Question: Employee contains list of departments and we have a list of employees now how to obtain a map like Map<Department,List of Employees> from employee list.

The below code does the trick but I wanted to know how to use streams api effectively instead of for loop.

    Department a = new Department("a");
    Department b = new Department("b");
    Department c = new Department("c");

    Employee e1 = new Employee("e1", List.of(a, b));
    Employee e2 = new Employee("e2", List.of(c, b));
    Employee e3 = new Employee("e3", List.of(c, a));
    Employee e4 = new Employee("e4", List.of(a, b, c));

    List<Employee> employees = List.of(e1, e2, e3, e4);
    Set<Department> departments = employees.stream().flatMap(employee ->
            employee.getDepartments().stream()).collect(Collectors.toSet());

    for (Department d : departments) {
        for (Employee employee : employees) {
            if (employee.getDepartments().contains(d)) {
                if (!result.containsKey(d)) {
                    result.put(d, new ArrayList<Employee>());
                }
                result.get(d).add(employee);
            }
        }
    }
    return result;
like image 450
Varun Yadav Avatar asked Dec 22 '22 15:12

Varun Yadav


1 Answers

Even without any stream-magic it's probably worth mentioning that you need only one loop-pair, over what you already have (the employees and their departments):

[...]
List<Employee> employees = List.of(e1, e2, e3, e4);
for (Employee employee : employees) {
    for (Department d : employee.getDepartments()) {
        if (!result.containsKey(d)) {
            result.put(d, new ArrayList<Employee>());
        }
        result.get(d).add(employee);
    }
}
return result;

then you can try some stream-flatmap-groupingby magic:

[...]
List<Employee> employees = List.of(e1, e2, e3, e4);
var result = employees.stream().flatMap(employee->employee.getDepartments().stream()
        .map(department->AbstractMap.SimpleImmutableEntry<>(department,employee))
    .collect(Collectors.groupingBy(pair->pair.getKey()));

here the drawback is that result is going to be a Map<Department,AbstractMap.SimpleImmutableEntry<Department,Employee>. (AbstractMap.SimpleImmutableEntry is a 2-element tuple, just it has a nice long name).
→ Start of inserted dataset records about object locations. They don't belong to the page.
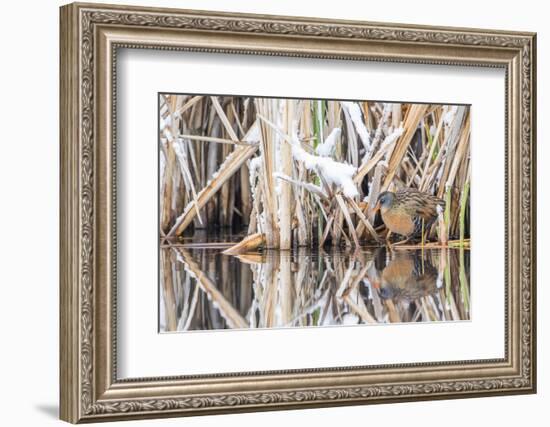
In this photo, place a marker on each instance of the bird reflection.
(405, 275)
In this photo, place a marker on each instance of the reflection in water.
(201, 289)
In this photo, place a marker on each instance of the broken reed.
(283, 289)
(230, 161)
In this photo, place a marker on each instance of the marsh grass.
(256, 163)
(209, 290)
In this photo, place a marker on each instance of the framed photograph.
(267, 212)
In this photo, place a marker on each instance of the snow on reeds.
(307, 172)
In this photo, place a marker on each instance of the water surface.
(202, 289)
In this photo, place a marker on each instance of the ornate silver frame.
(90, 36)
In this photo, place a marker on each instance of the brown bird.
(408, 212)
(408, 276)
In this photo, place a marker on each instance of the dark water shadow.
(51, 410)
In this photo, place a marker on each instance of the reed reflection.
(202, 289)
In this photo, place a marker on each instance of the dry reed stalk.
(345, 213)
(285, 205)
(286, 289)
(230, 165)
(364, 224)
(412, 119)
(226, 309)
(166, 217)
(266, 109)
(248, 244)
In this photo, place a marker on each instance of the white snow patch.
(450, 115)
(255, 164)
(350, 319)
(354, 111)
(164, 123)
(340, 174)
(253, 134)
(327, 147)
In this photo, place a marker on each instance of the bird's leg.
(388, 242)
(402, 242)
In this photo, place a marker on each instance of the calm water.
(201, 289)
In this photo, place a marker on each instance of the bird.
(408, 212)
(408, 276)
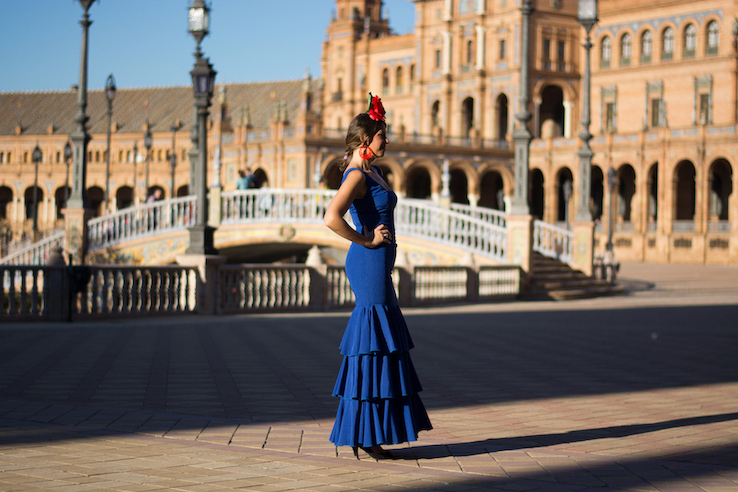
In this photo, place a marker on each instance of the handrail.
(413, 217)
(35, 253)
(491, 215)
(553, 241)
(168, 215)
(418, 218)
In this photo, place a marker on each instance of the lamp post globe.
(36, 157)
(612, 177)
(587, 17)
(203, 84)
(67, 159)
(199, 21)
(109, 95)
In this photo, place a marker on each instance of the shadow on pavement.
(282, 369)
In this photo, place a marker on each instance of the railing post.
(404, 285)
(472, 278)
(520, 244)
(56, 287)
(75, 229)
(583, 247)
(208, 267)
(318, 280)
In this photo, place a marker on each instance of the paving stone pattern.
(637, 392)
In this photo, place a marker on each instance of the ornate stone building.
(664, 116)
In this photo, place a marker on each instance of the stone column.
(583, 247)
(208, 267)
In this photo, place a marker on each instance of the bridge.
(268, 224)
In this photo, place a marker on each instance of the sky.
(145, 43)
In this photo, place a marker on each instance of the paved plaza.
(634, 392)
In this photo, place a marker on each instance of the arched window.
(667, 44)
(606, 52)
(625, 49)
(646, 46)
(690, 41)
(713, 36)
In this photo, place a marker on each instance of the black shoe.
(378, 453)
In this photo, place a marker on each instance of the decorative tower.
(353, 25)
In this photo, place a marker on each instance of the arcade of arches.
(485, 186)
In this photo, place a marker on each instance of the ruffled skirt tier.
(377, 383)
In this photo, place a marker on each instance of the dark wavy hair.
(361, 132)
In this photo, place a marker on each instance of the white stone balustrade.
(99, 292)
(24, 296)
(419, 218)
(35, 253)
(488, 215)
(113, 291)
(553, 241)
(143, 220)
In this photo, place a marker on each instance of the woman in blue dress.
(377, 384)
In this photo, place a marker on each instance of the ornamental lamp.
(203, 79)
(612, 177)
(110, 88)
(36, 156)
(147, 138)
(199, 24)
(587, 13)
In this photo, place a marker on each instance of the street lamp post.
(135, 175)
(587, 17)
(203, 82)
(612, 177)
(522, 135)
(148, 141)
(80, 137)
(173, 160)
(36, 157)
(568, 191)
(109, 95)
(67, 159)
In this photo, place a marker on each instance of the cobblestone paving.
(638, 392)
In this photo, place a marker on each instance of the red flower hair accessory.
(376, 110)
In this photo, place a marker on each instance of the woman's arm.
(350, 189)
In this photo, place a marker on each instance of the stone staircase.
(555, 280)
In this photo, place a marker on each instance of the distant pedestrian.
(154, 197)
(246, 179)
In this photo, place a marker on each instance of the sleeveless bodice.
(375, 208)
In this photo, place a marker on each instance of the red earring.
(365, 152)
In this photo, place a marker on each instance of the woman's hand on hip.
(381, 234)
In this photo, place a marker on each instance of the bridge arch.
(261, 178)
(332, 174)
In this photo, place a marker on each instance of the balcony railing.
(683, 226)
(553, 241)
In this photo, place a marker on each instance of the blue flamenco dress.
(377, 384)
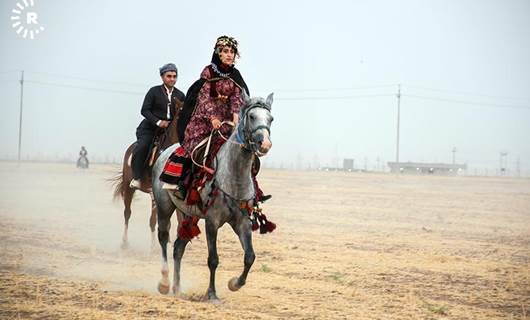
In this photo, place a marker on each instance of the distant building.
(417, 168)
The snippet above may have typo-s inside, in reality I only ran your task using a Map<String,List<String>> as the employee-departments thing, as I didn't want to write the supplementary classes:

public static void main(String[] args) {
    var a="a";
    var b="b";
    var c="c";
    var empdep=new HashMap<String, List<String>>();
    empdep.put("e1", List.of(a, b));
    empdep.put("e2", List.of(c, b));
    empdep.put("e3", List.of(c, a));
    empdep.put("e4", List.of(a, b, c));
    System.out.println(empdep);
    
    var depemp=new HashMap<String, List<String>>();
    for(var employee:empdep.entrySet())
        for(var department:employee.getValue()) {
            if(!depemp.containsKey(department))
                depemp.put(department, new ArrayList<String>());
            depemp.get(department).add(employee.getKey());
        }
    System.out.println(depemp);
        
    System.out.println(
            empdep.entrySet().stream().flatMap(employee->employee.getValue().stream()
                    .map(department->new AbstractMap.SimpleImmutableEntry<>(department, employee.getKey())))
                    .collect(Collectors.groupingBy(pair->pair.getKey()))
            );
}

this code outputs

{e1=[a, b], e2=[c, b], e3=[c, a], e4=[a, b, c]}
{a=[e1, e3, e4], b=[e1, e2, e4], c=[e2, e3, e4]}
{a=[a=e1, a=e3, a=e4], b=[b=e1, b=e2, b=e4], c=[c=e2, c=e3, c=e4]}

where the first line is the input "list" (just it's a map here, but looping over its entrySet() is just the same thing as a list), the second line is the result of the for-loop pair, producing the desired map, and the third line is the result of the stream-magic, but with a list of department-employee pairs "inside" the departments.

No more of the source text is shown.